Tek-Tips is the largest IT community on the Internet today!

Members share and learn making Tek-Tips Forums the best source of peer-reviewed technical information on the Internet!

  • Congratulations gkittelson on being selected by the Tek-Tips community for having the most helpful posts in the forums last week.
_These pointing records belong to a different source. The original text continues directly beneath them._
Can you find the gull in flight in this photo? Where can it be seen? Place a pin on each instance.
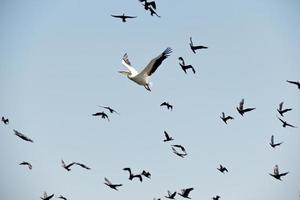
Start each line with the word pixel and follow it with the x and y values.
pixel 142 78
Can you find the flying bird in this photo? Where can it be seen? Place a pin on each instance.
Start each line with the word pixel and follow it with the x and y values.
pixel 112 186
pixel 185 67
pixel 196 47
pixel 241 109
pixel 142 78
pixel 123 17
pixel 224 118
pixel 276 173
pixel 22 136
pixel 281 110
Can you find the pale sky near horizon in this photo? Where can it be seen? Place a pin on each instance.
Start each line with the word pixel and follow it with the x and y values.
pixel 59 60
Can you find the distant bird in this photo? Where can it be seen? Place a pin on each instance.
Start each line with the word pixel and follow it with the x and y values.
pixel 276 173
pixel 102 114
pixel 281 110
pixel 123 17
pixel 295 82
pixel 169 106
pixel 5 121
pixel 272 142
pixel 196 47
pixel 110 109
pixel 225 119
pixel 132 176
pixel 112 186
pixel 142 78
pixel 222 169
pixel 168 138
pixel 26 163
pixel 241 109
pixel 185 67
pixel 171 195
pixel 285 124
pixel 22 136
pixel 185 193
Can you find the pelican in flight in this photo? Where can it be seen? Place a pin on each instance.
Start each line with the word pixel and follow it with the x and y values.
pixel 142 78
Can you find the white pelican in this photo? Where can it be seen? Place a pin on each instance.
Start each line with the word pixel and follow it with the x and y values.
pixel 142 78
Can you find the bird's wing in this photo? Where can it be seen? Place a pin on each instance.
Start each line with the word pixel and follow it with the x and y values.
pixel 155 63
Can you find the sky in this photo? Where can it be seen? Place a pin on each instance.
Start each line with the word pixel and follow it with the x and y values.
pixel 59 60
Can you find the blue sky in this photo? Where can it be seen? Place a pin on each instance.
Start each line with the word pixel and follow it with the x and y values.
pixel 59 59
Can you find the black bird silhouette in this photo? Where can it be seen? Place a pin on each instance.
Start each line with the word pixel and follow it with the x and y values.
pixel 22 136
pixel 123 17
pixel 185 67
pixel 272 142
pixel 132 176
pixel 169 106
pixel 168 138
pixel 185 193
pixel 196 47
pixel 102 114
pixel 281 110
pixel 225 119
pixel 222 169
pixel 276 173
pixel 294 82
pixel 5 121
pixel 112 186
pixel 26 163
pixel 285 124
pixel 241 109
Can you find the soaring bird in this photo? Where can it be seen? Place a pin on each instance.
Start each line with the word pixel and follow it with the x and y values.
pixel 142 78
pixel 26 163
pixel 169 106
pixel 168 138
pixel 185 193
pixel 225 119
pixel 281 111
pixel 276 173
pixel 112 186
pixel 185 67
pixel 285 124
pixel 102 114
pixel 294 82
pixel 196 47
pixel 123 17
pixel 22 136
pixel 241 109
pixel 274 144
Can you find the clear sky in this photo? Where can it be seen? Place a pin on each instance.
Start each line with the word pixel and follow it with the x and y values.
pixel 59 60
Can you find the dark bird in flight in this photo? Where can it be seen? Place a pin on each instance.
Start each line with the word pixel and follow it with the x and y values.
pixel 168 138
pixel 285 124
pixel 102 114
pixel 281 110
pixel 26 163
pixel 225 119
pixel 132 176
pixel 169 106
pixel 185 67
pixel 274 144
pixel 5 121
pixel 276 173
pixel 22 136
pixel 110 109
pixel 196 47
pixel 112 186
pixel 185 193
pixel 222 169
pixel 123 17
pixel 241 109
pixel 295 82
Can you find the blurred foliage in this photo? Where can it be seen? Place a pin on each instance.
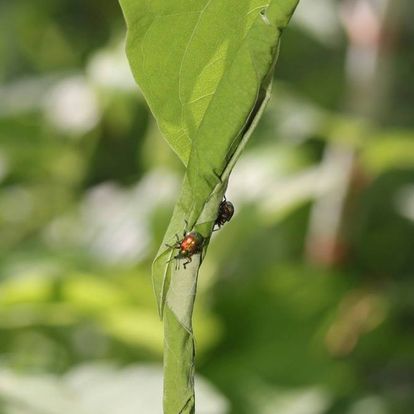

Way to Go!

COUNT() without GROUPing / Optimization

Status
Not open for further replies.

graefalexander

Programmer
Nov 8, 2004
7
DE
Hello,

I do have two tables:

CREATE TABLE People
(
PeopleID INTEGER PRIMARY KEY,
LocationID INTEGER,
Name VARCHAR
);

PeopleID LocationID Name
---------------------------------------
1 1 Andreas
2 1 Alexander
3 1 Anette
4 1 Aaron
5 2 Babette
6 2 Balthasar
7 2 Barbara
8 3 Christian
9 3 Calvin


CREATE TABLE Location
(
LocationID INTEGER PRIMARY KEY,
LocationName VARCHAR
);

LocationID Name
---------------------------------------
1 Amsterdam
2 Bitburg
3 Chainsville

I want to know where everyone lives:

SELECT * FROM People INNER JOIN Location
ON People.LocationID = Location.LocationID

So I'll get a list with all people and their locations.
Now I want to know how many people live in each location:

SELECT Location.LocationName, COUNT(*)
FROM People INNER JOIN Location
ON People.LocationID = Location.LocationID
GROUP BY Location.LocationID

Now I'll get a list with all locations and a number telling how many
people live there.
However, I want a list with all people, their locations and a number
how many people live there. The only way I have found out was this
(actually doing both queries via subselect and joining them together):

SELECT * FROM People INNER JOIN
(SELECT Location.*, COUNT(*) AS LocationCount
FROM People INNER JOIN Location
ON People.LocationID = Location.LocationID
GROUP BY Location.LocationID) AS Location
ON People.LocationID = Location.LocationID

This works, I'll get a list with all people, their Locations and the number
how many people totaly live in this location. But if I want to filter, for
instance only on people with their name containing an "R", the thing gets
complicated because the WHERE-clause has to be repeated (I only want to know
how many people fullfilling the WHERE-clause live in the location):

SELECT * FROM People INNER JOIN
(SELECT Location.*, COUNT(*) AS LocationCount
FROM People INNER JOIN Location
ON People.LocationID = Location.LocationID
WHERE People.Name LIKE "%r%"
GROUP BY Location.LocationID) AS Location
ON People.LocationID = Location.LocationID
WHERE People.Name LIKE "%r%"

This also yields the right result set.
In the real-world application, the tables are much more complicated, data are several MBs,
the query filters on various rows, and the whole query takes about 800msecs, which is too
much for my application. So my question is:
Is there a combination of the first and the second query, that gives me a list containing
all people with their corresponding locations, and the number of people who live there, without
the overhead of my solution? I tried so many things, but couldnt find a solution.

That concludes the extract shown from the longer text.